Antes de passarmos à resolução das questões suscitadas pela revista, importa dizer que, apesar de a recorrente ter designado o recurso por si interposto como revista excepcional, nos termos dos artigos 671.º, n.º 3, e 672º, n.º 1, al. c), ambos do Código de Processo Civil, o ora relator entendeu, no despacho inicial, que o recurso era admissível ao abrigo do n.º 1 do artigo 671.º do CPC.

Posto isto, entremos na resolução das questões suscitadas pelo recurso.

O objecto da presente revista é constituído exclusivamente pelo segmento do acórdão da Relação que rejeitou a impugnação da decisão relativa à matéria de facto.

Embora tenha afirmado que se inferia da alegação que a apelante tinha a intenção de impugnar a decisão relativa à matéria de facto, o acórdão rejeitou o conhecimento da impugnação com base nos seguintes fundamentos:

• Era exigível que figurassem nas conclusões, de forma clara, quais os pontos de facto que o recorrente considerava incorrectamente julgados, sob pena de rejeição do objecto do recurso nessa parte, podendo os demais requisitos serem extraídos do corpo das alegações.
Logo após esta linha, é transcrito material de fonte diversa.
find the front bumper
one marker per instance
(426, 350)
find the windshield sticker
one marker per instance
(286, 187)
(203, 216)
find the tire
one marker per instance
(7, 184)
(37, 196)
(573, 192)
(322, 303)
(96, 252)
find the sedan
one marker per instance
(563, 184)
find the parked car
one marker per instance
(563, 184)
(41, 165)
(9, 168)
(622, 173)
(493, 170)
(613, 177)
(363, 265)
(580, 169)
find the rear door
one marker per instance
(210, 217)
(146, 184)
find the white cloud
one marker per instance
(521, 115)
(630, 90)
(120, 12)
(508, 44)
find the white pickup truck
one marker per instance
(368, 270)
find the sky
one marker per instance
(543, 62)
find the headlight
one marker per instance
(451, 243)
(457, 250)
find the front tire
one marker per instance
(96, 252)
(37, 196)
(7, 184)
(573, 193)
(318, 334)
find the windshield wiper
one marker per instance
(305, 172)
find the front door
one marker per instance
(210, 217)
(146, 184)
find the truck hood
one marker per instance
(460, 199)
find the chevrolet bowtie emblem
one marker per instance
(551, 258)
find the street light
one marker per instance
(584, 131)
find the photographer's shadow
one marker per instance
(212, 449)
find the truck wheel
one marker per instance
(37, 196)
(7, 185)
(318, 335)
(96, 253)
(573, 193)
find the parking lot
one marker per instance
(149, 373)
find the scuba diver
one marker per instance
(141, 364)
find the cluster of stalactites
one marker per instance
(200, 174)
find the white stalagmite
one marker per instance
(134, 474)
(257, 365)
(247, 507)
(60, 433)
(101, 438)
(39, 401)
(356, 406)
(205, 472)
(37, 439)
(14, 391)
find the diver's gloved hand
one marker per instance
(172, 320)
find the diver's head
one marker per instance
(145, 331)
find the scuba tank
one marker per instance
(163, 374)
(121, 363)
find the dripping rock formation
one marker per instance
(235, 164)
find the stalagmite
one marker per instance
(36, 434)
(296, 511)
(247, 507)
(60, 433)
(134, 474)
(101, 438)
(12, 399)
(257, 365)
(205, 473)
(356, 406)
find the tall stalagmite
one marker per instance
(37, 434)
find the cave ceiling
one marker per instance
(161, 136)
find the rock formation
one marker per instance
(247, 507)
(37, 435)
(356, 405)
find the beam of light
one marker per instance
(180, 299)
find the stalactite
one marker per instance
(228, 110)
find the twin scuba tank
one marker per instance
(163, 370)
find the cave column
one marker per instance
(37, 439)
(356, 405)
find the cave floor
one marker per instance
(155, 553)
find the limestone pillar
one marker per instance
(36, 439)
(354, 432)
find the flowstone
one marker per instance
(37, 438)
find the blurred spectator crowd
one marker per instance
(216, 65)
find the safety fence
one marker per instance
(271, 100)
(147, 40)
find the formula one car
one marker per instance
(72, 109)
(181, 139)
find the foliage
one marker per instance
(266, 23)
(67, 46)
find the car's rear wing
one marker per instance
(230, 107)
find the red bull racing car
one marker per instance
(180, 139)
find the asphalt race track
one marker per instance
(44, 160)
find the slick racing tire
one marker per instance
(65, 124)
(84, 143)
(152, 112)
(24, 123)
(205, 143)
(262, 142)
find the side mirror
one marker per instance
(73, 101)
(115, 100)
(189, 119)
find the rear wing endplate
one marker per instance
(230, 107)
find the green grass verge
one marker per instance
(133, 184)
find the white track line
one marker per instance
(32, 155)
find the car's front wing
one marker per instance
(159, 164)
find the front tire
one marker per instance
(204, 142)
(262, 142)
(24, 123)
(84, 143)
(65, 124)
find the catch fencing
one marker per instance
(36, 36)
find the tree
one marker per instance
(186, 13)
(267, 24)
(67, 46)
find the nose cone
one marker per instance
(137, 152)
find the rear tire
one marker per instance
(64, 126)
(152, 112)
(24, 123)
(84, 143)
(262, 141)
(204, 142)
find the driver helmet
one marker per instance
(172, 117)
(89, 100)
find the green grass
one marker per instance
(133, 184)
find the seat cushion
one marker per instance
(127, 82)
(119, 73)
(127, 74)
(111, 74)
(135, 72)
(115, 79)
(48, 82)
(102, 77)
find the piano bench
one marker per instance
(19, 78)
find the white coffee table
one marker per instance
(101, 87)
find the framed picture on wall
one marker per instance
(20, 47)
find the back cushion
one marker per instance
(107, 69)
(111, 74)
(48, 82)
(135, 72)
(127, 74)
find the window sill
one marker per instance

Citou em abono desta interpretação da alínea a) do n.º 1 do artigo 640.º do CPC as seguintes decisões: o acórdão do Tribunal da Relação de Guimarães proferido em 7-04-2016, no processo n.º 4247/10.3TJVNF.G1; o acórdão do STJ proferido em 1-10-2015, no processo n.º 824/11.3TTLRS.L1.S1; o acórdão do STJ proferido em 29-10-2015, no processo nº 233/09.4TBVNC.G1.S1; o acórdão do STJ proferido em 06-12-2016 no processo n.º 437/11.0TBBGC.G1.S1; o acórdão do STJ proferido em 27-09-2018 no processo n.º 2611/12.2TBSTS.L1.S1; o acórdão do STJ proferido em 21-03-2019, no processo n.º 3683/16.6T8CBR.C1.S2; o acórdão do STJ proferido em 17-11-2020, no processo n.º 846/19.6T8PNF.P1.S1; o acórdão do STJ proferido em 9-02-2021, no processo n.º 16926/04.0YYLSB-B.L1.S1; o acórdão do STJ proferido em 25-03-2021, no processo n.º 756/14.3TBPTM.L1.S1; o acórdão do STJ proferido em 27-04-2023, no processo n.º 4696/15.0T8BRG.G1.S1, todos publicados em www.dgsi. Citou ainda, em abono de tal interpretação, Abrantes Geraldes, in Recursos no Novo Código de Processo Civil.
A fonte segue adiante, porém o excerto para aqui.